Why Isn't There A Dominant Sales Training Company?
I delivered a web presentation today to much of the team at Corporate Visions. (It’s pretty smart of their executive team to have outside experts present.) I chose to speak to them about ESR’s view of the current state of sales training, conclusions we’ve drawn from that view, and imperatives that are required for sales leaders and trainers to increase sales effectiveness going forward. (I’ll be delivering the keynote around this same topic at SMT’s upcoming conference in Orlando next month.)
During the Q&A, Joe Terry, president of Corporate Visions, asked me why the sales training industry is so fragmented—why there is no clear industry leader.
This is a subject that always comes up when investors considering funding the acquisition of one training company by another come to ESR for advice.
Here are a few of the reasons that there is no dominant player in that space.
The barrier to entry is minimal.
Anyone can set up a website and call themselves a sales trainer.
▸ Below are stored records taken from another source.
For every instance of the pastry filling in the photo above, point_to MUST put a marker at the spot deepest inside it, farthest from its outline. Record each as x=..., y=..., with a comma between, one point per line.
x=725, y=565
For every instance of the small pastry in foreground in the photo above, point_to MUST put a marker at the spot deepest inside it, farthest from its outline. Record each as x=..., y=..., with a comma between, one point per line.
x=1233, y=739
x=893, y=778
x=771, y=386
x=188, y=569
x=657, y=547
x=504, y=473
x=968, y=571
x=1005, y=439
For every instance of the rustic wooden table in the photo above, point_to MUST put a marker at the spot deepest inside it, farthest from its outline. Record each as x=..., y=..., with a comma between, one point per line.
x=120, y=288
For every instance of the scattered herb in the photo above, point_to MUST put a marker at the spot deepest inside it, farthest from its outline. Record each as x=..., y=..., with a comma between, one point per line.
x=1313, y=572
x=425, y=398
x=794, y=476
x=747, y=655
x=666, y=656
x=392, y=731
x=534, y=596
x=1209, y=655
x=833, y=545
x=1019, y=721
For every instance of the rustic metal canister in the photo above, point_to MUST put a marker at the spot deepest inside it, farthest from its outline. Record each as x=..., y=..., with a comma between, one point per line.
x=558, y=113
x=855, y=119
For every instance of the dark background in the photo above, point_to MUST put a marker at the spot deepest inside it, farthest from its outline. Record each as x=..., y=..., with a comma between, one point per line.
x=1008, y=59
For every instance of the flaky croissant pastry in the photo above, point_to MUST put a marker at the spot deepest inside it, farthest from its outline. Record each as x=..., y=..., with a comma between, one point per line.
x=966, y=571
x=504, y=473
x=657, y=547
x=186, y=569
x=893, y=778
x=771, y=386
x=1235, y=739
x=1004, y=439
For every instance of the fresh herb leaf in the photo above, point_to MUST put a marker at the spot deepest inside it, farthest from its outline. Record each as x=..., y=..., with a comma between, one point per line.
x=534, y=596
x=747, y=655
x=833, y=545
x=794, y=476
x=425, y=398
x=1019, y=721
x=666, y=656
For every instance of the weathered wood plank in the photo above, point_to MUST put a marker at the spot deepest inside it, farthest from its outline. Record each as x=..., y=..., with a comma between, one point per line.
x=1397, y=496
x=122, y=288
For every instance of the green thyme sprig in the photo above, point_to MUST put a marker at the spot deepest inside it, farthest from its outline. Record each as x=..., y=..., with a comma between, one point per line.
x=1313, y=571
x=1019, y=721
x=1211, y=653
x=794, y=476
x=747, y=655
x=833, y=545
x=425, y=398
And they do. Unlike other professions, there isn’t a certifying authority, an exam to pass, or any minimum requirements for experience, knowledge, or competence. Contrast sales training and practicing law from a store-front—another fragmented industry. (In fact, law firms are considerably more so, with Baker & McKenzie topping the list at 3,300 or so lawyers. Here’s a fact: 50% of the 1.14 million lawyers in the U.S. are practicing alone. There aren’t nearly that many sales trainers.)
Contrast being a sales trainer to being an auto mechanic, a plumber, a hairdresser, a pilot, a teacher, or an accountant. Those professions all require certification or a license from some regulating body. Not so for sales training. Barrier to entry? Zip. (I’m not suggesting that one-person training firms don’t deliver value. Many do. But many, many more don’t. I read the articles and blog posts. There is a lot of wrong information being dispensed out there and it continues to inhibit real progress from being made in the area of sales effectiveness.)
So, you’ve got a situation where there are many hundreds of sales training firms, some with one or two people, all going after their piece of the same pie. And the pie is getting smaller, not larger, as more corporations are bringing sales training in house, and/or reducing sales training budgets.
The job just isn’t getting done.
Buyers of sales training, unlike buyers of most other critical business products and services, tend to depend more on gut feel, tapping into their business network, going with whom they know, and name recognition rather than a formal evaluation approach to select a vendor. That often leads to selecting the wrong provider. And that leads to the customer not getting what they need.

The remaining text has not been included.